Exploring Security Applications for IBM i OLAP
July 13, 2022 Alex Woodie
The IBM i platform is typically thought of as a transactional server, and it does that job very well. But it also has solid analytical capabilities, thanks in large part to new OLAP features added many years ago with IBM i 7.3. Now the platform’s database guru, Scott Forstie, is looking for ways to promote greater use of these OLAP capabilities, and security is emerging as a top application.
Sometimes it takes a while to figure out what a good thing you have. This appears to be the case with IBM i 7.3, which launched way back in 2016 and remains the most popular release of the operating system today, having grown its installed base every year since 2016, according to HelpSystems IBM i Marketplace studies.
Two of the big new features introduced by IBM with 7.3 are analytically related. They include the addition of new database tables to support temporal functions in Db2 for i, as well as new SQL-based commands to provide OLAP (online analytical processing) functionality.
Temporal support in Db2 for i helps users analyze data by keeping track of every update to tables made over time. By adding three new columns to the table – for tracking the transaction ID for the entry, when it was made, and when it was removed – IBM essentially allows users to go back and query the table as it stood at some point in the past.

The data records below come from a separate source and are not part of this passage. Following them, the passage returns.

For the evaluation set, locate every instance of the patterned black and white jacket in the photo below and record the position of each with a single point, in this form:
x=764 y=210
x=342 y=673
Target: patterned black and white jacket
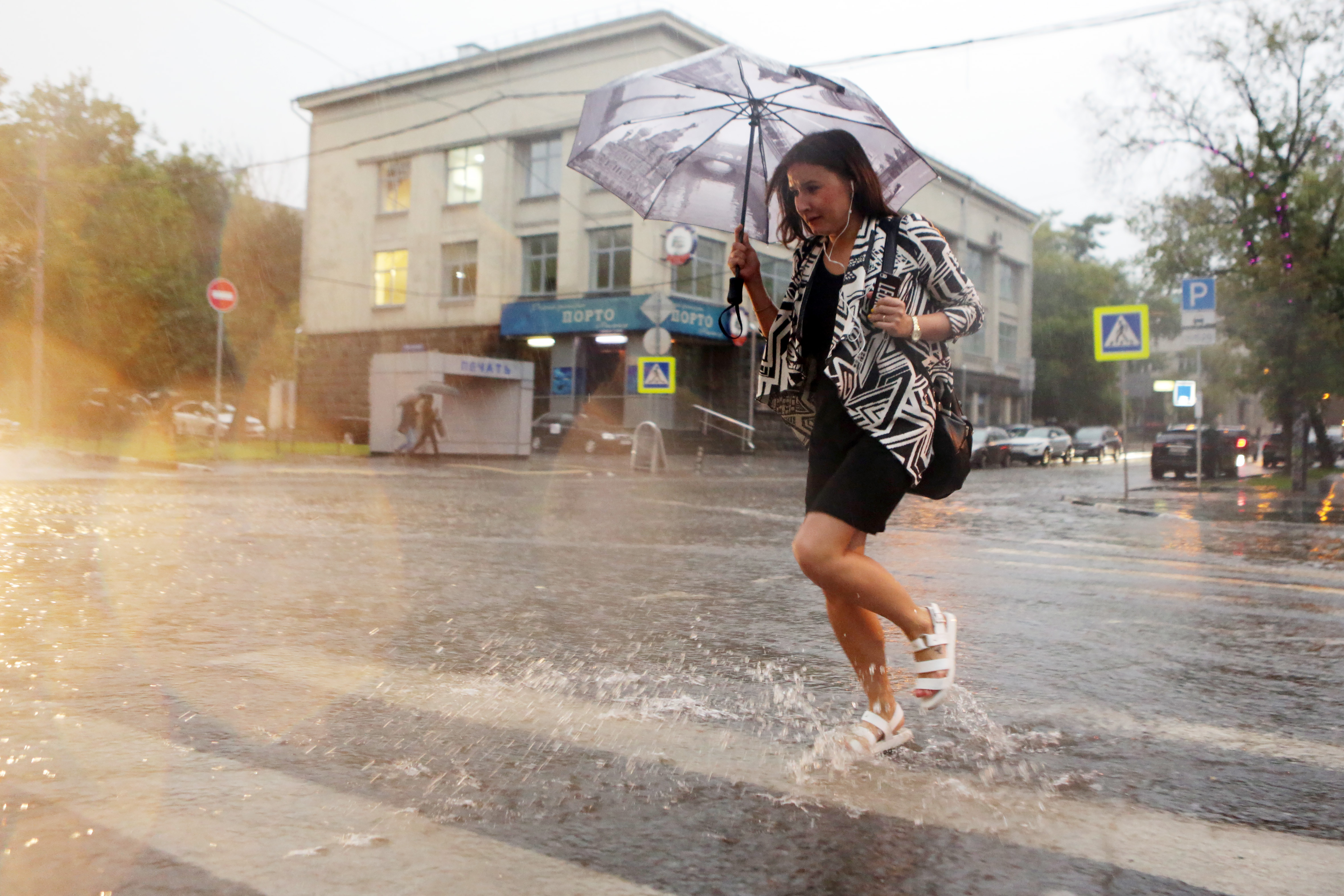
x=877 y=382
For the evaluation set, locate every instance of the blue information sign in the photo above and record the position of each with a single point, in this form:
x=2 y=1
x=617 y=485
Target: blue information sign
x=1198 y=295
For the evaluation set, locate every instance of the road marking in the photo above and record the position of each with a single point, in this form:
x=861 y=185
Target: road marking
x=1229 y=859
x=240 y=823
x=760 y=515
x=1181 y=577
x=1255 y=742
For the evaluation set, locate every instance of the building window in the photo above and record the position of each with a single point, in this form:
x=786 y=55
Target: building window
x=1007 y=342
x=465 y=167
x=1010 y=281
x=390 y=277
x=543 y=167
x=609 y=259
x=459 y=270
x=394 y=186
x=539 y=255
x=776 y=273
x=703 y=274
x=976 y=264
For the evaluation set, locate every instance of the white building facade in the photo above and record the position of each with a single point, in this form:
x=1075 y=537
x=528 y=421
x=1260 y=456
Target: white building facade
x=441 y=217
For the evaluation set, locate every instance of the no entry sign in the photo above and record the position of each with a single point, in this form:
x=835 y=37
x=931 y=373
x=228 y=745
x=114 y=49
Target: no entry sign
x=222 y=295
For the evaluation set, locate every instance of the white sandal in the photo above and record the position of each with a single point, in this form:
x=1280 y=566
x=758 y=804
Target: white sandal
x=893 y=733
x=945 y=635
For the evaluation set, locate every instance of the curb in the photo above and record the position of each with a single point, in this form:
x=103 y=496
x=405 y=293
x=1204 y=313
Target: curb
x=1120 y=508
x=155 y=465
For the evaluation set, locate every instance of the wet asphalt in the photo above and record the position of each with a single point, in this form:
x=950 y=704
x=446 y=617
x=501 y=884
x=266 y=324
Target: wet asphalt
x=1181 y=664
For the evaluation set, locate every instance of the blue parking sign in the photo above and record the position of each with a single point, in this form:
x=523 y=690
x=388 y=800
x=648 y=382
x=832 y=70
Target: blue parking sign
x=1199 y=295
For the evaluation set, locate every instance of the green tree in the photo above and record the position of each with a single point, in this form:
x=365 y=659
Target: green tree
x=1265 y=209
x=132 y=240
x=1069 y=283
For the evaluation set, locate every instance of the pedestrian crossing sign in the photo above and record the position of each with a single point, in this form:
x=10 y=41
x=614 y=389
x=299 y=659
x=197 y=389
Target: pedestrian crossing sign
x=658 y=375
x=1120 y=332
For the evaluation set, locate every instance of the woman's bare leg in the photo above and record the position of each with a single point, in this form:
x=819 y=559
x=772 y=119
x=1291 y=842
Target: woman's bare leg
x=831 y=554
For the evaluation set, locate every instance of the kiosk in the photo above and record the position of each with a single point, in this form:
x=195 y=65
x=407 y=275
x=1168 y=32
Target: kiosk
x=491 y=412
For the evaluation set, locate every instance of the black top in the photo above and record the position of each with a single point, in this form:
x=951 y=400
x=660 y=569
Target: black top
x=819 y=312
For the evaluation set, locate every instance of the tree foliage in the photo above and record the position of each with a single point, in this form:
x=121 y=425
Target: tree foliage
x=132 y=238
x=1261 y=115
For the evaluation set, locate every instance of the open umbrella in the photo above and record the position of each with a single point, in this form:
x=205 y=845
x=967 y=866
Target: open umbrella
x=697 y=140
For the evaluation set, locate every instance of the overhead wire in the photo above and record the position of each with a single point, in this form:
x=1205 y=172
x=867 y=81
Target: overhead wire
x=1078 y=25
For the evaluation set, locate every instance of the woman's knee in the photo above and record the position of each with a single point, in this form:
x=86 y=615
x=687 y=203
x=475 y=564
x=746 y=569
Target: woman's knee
x=814 y=558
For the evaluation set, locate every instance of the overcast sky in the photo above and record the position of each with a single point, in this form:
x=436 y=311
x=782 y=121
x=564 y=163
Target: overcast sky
x=1011 y=115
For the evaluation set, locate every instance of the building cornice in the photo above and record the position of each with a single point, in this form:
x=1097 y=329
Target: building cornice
x=658 y=21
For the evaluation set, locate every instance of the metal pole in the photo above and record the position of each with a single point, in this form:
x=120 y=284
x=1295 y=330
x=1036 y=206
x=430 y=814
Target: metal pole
x=752 y=371
x=219 y=366
x=1124 y=421
x=40 y=289
x=1199 y=422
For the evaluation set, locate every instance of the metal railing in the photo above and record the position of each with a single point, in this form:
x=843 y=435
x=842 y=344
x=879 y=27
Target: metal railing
x=745 y=430
x=658 y=453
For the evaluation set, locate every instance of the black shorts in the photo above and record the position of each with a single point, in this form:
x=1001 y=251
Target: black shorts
x=851 y=475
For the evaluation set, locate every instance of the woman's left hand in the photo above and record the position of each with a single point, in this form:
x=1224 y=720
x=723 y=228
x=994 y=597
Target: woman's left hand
x=889 y=315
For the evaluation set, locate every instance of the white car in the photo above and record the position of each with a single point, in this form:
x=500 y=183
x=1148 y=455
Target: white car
x=200 y=420
x=1042 y=445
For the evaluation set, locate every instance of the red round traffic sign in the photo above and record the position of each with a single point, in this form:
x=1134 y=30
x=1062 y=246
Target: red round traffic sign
x=222 y=295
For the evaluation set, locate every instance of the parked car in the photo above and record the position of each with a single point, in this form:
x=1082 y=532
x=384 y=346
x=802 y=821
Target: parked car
x=1097 y=441
x=200 y=420
x=1174 y=452
x=990 y=448
x=1042 y=445
x=562 y=432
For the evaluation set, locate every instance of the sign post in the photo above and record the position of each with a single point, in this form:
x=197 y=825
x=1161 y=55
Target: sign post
x=1198 y=321
x=224 y=298
x=1120 y=334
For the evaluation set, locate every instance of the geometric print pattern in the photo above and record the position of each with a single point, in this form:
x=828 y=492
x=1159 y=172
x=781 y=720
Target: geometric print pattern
x=878 y=384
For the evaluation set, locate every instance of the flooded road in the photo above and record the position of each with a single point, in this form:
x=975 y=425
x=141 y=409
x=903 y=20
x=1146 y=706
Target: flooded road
x=557 y=676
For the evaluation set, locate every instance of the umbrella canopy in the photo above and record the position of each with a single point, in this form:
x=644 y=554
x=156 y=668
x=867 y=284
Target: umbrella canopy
x=697 y=140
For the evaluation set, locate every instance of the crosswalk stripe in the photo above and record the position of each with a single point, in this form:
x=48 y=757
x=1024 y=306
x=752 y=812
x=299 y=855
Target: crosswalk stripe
x=1229 y=859
x=240 y=823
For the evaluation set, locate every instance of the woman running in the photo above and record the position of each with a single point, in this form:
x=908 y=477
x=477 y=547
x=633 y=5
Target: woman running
x=835 y=370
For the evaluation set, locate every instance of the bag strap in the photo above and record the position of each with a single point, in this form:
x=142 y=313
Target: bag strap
x=948 y=397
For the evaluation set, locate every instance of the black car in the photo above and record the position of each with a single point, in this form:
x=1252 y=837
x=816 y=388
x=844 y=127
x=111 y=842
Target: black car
x=562 y=432
x=1174 y=452
x=1097 y=441
x=990 y=448
x=1275 y=450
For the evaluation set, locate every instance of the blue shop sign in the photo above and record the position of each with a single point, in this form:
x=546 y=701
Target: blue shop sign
x=616 y=313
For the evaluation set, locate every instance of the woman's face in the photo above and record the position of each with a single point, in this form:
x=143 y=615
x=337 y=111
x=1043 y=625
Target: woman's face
x=822 y=198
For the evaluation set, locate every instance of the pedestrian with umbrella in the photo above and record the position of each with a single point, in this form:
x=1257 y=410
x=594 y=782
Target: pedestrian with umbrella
x=855 y=355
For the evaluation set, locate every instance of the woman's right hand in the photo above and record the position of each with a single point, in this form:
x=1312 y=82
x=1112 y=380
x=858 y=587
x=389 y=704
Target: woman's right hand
x=744 y=259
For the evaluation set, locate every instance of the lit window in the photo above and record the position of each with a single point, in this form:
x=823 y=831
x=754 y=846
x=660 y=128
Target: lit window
x=539 y=255
x=394 y=179
x=703 y=274
x=543 y=167
x=609 y=265
x=390 y=277
x=465 y=167
x=1007 y=342
x=459 y=270
x=1010 y=281
x=776 y=273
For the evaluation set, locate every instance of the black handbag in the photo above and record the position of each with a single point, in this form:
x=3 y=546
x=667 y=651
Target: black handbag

Some users call this “time travel queries,” and it’s a feature that can be quite useful for certain kinds of reporting. Pushing this functionality into the database makes a lot of sense, since it lets users retire any other programs they made to track these types of data changes over time, saving on maintenance and probably boosting performance to boot.
Similarly, IBM i 7.3 brought a handful of new OLAP functions to users. IBM i already had some OLAP-type functions, such as rank, dense rank, and row number, but 7.3 introduced a host of new SQL functions for advanced analytics, such as cumulative distribution support and lag and lead capabilities. These functions brought the OLAP functions of Db2 for i up to par with Db2 for LUW, making them as good as any platform in the industry, Forstie said back in 2016.
So what has commenced on the OLAP front since then? It was a topic that IT Jungle brought up at the recent POWERUp conference in New Orleans.
“As you know, from IBM i 7.3 we’ve had all the OLAP support you’d want to have in the query language, so it’s more resident. And I’m seeing more people using it,” Forstie said. “But I still think we need to tell the story better.”
Forstie has been trying to show IBM i users some non-traditional uses for the new OLAP functions and temporal tables, with security chief among them.
For example, an IBM i shop could use the OLAP functionality to query the QAUDJRN to help find potential security violations. Another one is to create a small data mart on the IBM i database that employs temporal tables to track the granting and revoking of special authorities on IBM i.
“It’s different than the audit journal,” Forstie said. “The audit journal says it’s a secure log, and as long as I have receivers online, I can go back and see things. But a data mart has already been organized. It’s report-ready. ‘Yesterday we had 40 people who had ALLOBJ, but today we had 50. Who are the new 10 and who did it?'”
IBM has done a lot to improve security reporting on the platform lately. Security was one of IBM’s big focuses with the recent launch of IBM i 7.5, which brought more out-of-the-box configurations set to bolster security. As the tamper-proof record of system- and data-level changes, the QUADJRN plays a central role.
“We’re trying to make the audit journal very accessible,” Forstie said, “and the way I thought we should do that was, let’s establish permanent user defined table functions that have all of the substringing, casting, interpreting of entry-specific data into relational columns with the proper data types.”
“If the database team does this one time for every audit journal entry type, then nobody has to ever do it again,” he continued. “They can just consume it.”
Clearly, there’s a lot more work IBM can do to improve users’ ability to understand the state of security on their box and to detect threats in shorter timeframes. Forstie is planning to bring an array of database- and SQL-powered tools to bear on that challenge.
But OLAP is also uniquely positioned to help customers understand the huge amounts of security data generated on the platform. Wither it’s through temporal tables or pre-aggregation of data, the world of data analytics has broad applicability within the security domain. Forstie knows this, and we can’t wait to see what he’ll come up with next.